In the MarketBizz case, he set up a subdomain on his own site, created a single page by copying the original HTML and images of the content he intended to hijack. The new page was +’ed and linked to from his blog. The page replaced the original one in the search results, thanks to a higher PageRank and a few days for Google to index the new page.

In the Dumb SEO Questions case, he tested whether authorship helped against a result being hijacked. Again, he copied the content and replicated it on a subdomain, but without copying any media. The next day, the original page was replaced with the new page in Google, with the original being deemed a duplicate. “This suggests that authorship did very little or nothing to stop this from happening,” wrote Petrovic.

In the Shop Safe case he created a subdomain, and replicated a page, but this time the page contained rel=”canonical”. The tag was stripped from the new page.
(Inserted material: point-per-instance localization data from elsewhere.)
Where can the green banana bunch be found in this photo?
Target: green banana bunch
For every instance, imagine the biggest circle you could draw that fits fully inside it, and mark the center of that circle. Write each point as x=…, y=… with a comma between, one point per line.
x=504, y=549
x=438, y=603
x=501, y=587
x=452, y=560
The new page overtook the original in search, but it didn’t replace it when he used the info: command. +1’s had been removed after the hijack to see if the page would be restored, and several days later, the original page overtook the copy, Petrovic explained.

Finally, in the Rand Fishkin case, he set up a page in similar fashion, but this time, but “with a few minor edits (rel/prev, authorship, canonical)”. Petrovic managed to hijack a search result for Rand’s name and for one of his articles, but only in Australian searches. This experiment did not completely replace the original URL in Google’s index.

Rand Fishkin results

If you haven’t read Petrovic’s article the article, it would make sense to do so before reading this. The subject came up again this week at Search Engine Land.

“Google is giving exactly the right amount of weight to PageRank,” Petrovic tells WebProNews. “I feel they have a well-balanced algorithm with plenty of signals to utilise where appropriate. Naturally like with anything Google tries to be sparing of computing time and resources as well as storage so we sometimes see limitations. I assure you, they are not due to lack of ingenuity within Google’s research and engineering team. It’s more to do with resource management and implementation – practical issues.”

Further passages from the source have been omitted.